Mais tandis que les termes de cette commémoration rituelle changent avec les années, l’idée de base propagée par la classe dominante en Irlande reste la même. Cette idée, c'est que l’indépendance nationale aurait résulté de l’unanimité de toutes les classes, de toutes les courageuses forces "rebelles" de la société irlandaise. Surtout, la mythologie bourgeoise du soulèvement de Pâques le considère comme le produit de l’unité entre le mouvement nationaliste et le mouvement ouvrier, representés par les deux leaders de l’insurrection contre la domination britannique : Patrick Pearse à la tête des "Volontaires irlandais" et le socialiste radical James Connolly qui commandait la milice appelée "Armée des citoyens irlandais".

Afin de maintenir ce mythe, il est régulièrement occulté qu’une figure ouvrière de l’époque s’était opposée au soulèvement de 1916. Cet oubli de la bourgeoisie irlandaise (y compris de ses ailes radicales et soi-disant "marxistes" du Sinn Fein) est très frappant car ce leader, Sean O’Casey, devait devenir un des plus grands dramaturges du 20e siècle. Sa fameuse pièce, La Charrue et les Etoiles (The Plough and the Stars), qui est aujourd’hui reconnue comme l’une des plus grandes œuvres de la littérature mondiale moderne, est une dénonciation virulente du soulèvement de Pâques. Cette pièce est une épine dans la chair de la bourgeoisie irlandaise, car elle rappelle la vérité historique qui vit non seulement O’Casey, mais une partie de la classe ouvrière en Irlande, refuser de participer ou de soutenir le soulèvement.

La Charrue et les Etoiles

L’Armée des Citoyens Irlandais (Irish Citizen’s Army, ICA) était une milice mise sur pied durant les six mois où Dublin avait été bloquée pour protéger les ouvriers de la sauvagerie de la répression étatique dirigée contre la combativité des ouvriers des transports. "La Charrue et les Etoiles"” était  la bannière de l’ICA. C’était un des étendards les plus poétiques du mouvement ouvrier.
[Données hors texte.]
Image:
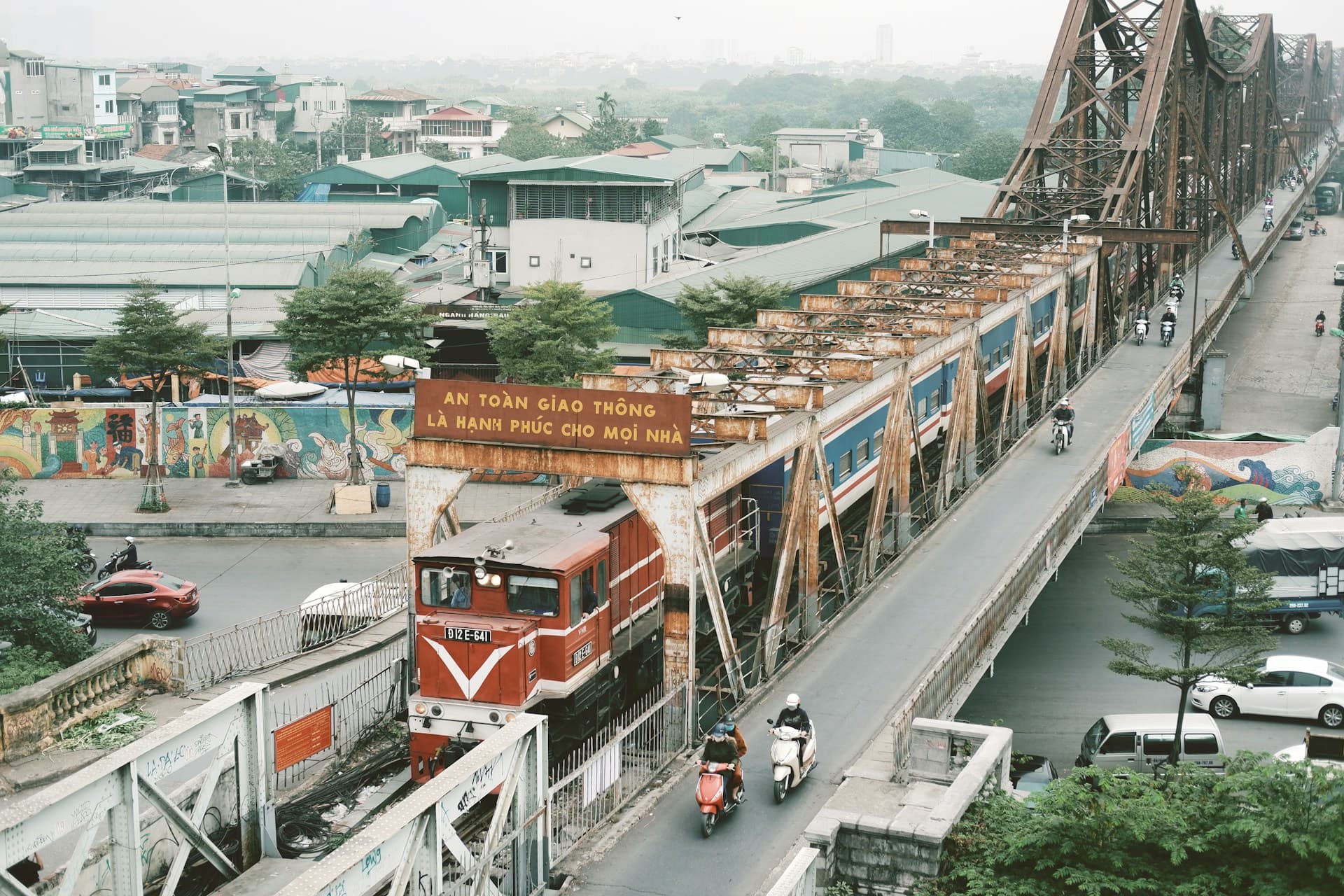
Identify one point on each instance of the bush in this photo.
(22, 666)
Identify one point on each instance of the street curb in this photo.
(390, 530)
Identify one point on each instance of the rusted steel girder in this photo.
(1108, 234)
(944, 307)
(783, 396)
(874, 321)
(878, 289)
(813, 340)
(736, 362)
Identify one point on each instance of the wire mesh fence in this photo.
(598, 778)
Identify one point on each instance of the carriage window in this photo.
(534, 596)
(582, 596)
(447, 589)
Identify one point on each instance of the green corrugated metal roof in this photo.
(589, 168)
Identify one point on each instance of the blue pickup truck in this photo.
(1307, 556)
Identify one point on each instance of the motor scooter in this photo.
(711, 793)
(116, 564)
(790, 767)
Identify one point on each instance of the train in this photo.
(559, 612)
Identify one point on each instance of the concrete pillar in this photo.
(1211, 394)
(670, 512)
(430, 492)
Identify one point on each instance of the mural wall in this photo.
(112, 442)
(1282, 472)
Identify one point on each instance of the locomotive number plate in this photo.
(470, 636)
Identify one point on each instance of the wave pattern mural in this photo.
(1282, 472)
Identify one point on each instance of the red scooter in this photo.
(711, 793)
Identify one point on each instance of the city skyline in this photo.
(1022, 33)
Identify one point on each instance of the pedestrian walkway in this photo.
(286, 508)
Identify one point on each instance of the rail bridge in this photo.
(924, 510)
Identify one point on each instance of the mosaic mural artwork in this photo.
(311, 441)
(1282, 472)
(64, 444)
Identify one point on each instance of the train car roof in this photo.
(549, 538)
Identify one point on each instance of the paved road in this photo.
(1280, 375)
(245, 578)
(854, 680)
(1051, 679)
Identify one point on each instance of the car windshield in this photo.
(534, 596)
(1092, 741)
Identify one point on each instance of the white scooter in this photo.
(784, 754)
La charrue symbolisait le retournement du sol de la société capitaliste par la lutte de classe, le travail patient de semaille des graines du futur, mais aussi le besoin impérieux de la récolte quand elles sont à maturité. Quant aux étoiles, elles expriment la beauté et la noblesse des buts et des idéaux du mouvement ouvrier.

La pièce de O’Casey du même nom est une virulente mise en accusation de la trahison de ces idéaux par la participation de l’ICA à l’insurrection nationaliste de 1916. Tandis que la lutte avait lieu dans le centre ville, les habitants des bas quartiers de Dublin mouraient de pauvreté et de tuberculose. O’Casey montre qu’il n’y a rien dans les prétendus grands idéaux des nationalistes qui puisse apporter un meilleur sort ou un réconfort moral aux ouvriers et aux pauvres. Il montre l'existence de l’autre côté de la rue, visible depuis les habitations occupées par les insurgés, de  gens affamés qui occupent aussi des bâtiments, non pas dans le but de soutenir l'insurrection, mais pour piller de la nourriture dans  les magasins.
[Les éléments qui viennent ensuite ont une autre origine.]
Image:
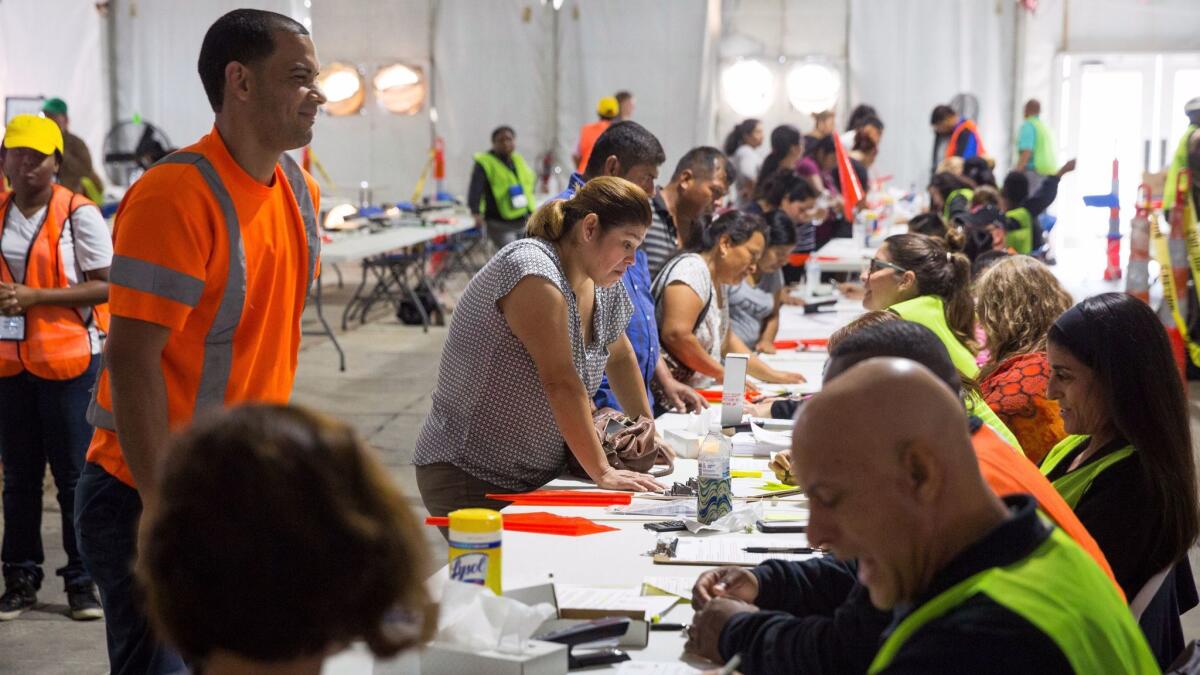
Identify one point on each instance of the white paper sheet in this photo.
(727, 549)
(616, 599)
(678, 586)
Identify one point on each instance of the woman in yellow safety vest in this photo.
(928, 281)
(54, 266)
(1127, 466)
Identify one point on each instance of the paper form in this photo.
(679, 586)
(583, 602)
(727, 550)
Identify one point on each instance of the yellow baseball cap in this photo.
(34, 132)
(607, 107)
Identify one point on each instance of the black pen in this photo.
(779, 550)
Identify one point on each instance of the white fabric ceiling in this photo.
(493, 66)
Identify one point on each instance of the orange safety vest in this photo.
(967, 125)
(57, 345)
(588, 135)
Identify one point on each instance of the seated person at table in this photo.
(628, 150)
(755, 302)
(790, 198)
(279, 539)
(1021, 209)
(533, 334)
(691, 308)
(935, 573)
(925, 281)
(683, 205)
(1018, 299)
(1128, 469)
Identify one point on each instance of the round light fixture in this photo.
(813, 88)
(343, 89)
(336, 216)
(748, 87)
(400, 88)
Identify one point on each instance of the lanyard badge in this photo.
(12, 328)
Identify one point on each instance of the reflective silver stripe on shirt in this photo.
(217, 360)
(307, 213)
(156, 280)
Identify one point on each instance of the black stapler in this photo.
(582, 634)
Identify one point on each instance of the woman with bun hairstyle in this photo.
(533, 335)
(925, 281)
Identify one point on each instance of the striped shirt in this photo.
(661, 239)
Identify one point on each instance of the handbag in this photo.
(628, 444)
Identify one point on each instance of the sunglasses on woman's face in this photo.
(876, 264)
Pour exprimer son indignation, O’Casey emploie une série d’images puissantes. Le deuxième acte se passe dans un café. Dehors a lieu la réunion durant laquelle, le 25 octobre 1915, l’ICA s’est alliée aux Volontaires Irlandais. C’est le moment-clé de la trahison des positions de classe de la charrue et des étoiles. Mais cette scène a lieu à l’insu des ouvriers qui se trouvent à l’intérieur du pub. Tout ce qu’on peut voir et entendre est l’ombre en profil de la “voix de la fenêtre”, menaçante comme un cauchemar, comme un fantôme de mort s’imposant sur la vie. C’est la voix du leader nationaliste Pearse, exaltant les vertus du sacrifice de sang pour la cause de la nation. "A l’intérieur", les ouvriers sont enflammés par ce discours. La scène du café montre la façon dont la classe dominante entraîne les ouvriers hors de leur terrain de classe en obscurcissant leur réalité matérielle et en détruisant leur conscience. Alors que Pearse prêche l’héroïsme patriotique consistant à verser le sang, l’intoxication que cela entraîne parmi les occupants du café conduit à une suite de querelles, à une caricature de compétition capitaliste. O’Casey montre comment l’insurrection de Pâques, loin de s’opposer à la barbarie de la Première Guerre mondiale qui se déroule en même temps, a donné à cette barbarie une autre forme. Elle est devenue le premier maillon de la chaîne de la guerre et de la terreur qui a conduit, au début des années 1920, de la guerre irlandaise d’indépendance contre la Grande-Bretagne à la guerre civile au sein de la bourgeoisie du nouvel Etat irlandais. Ces évènements, au cours desquels des degrés de sauvagerie jusqu'alors inconnus apparurent, annonçaient ce qui devait advenir au 20e siècle, particulièrement au cours des “luttes de libération nationale”.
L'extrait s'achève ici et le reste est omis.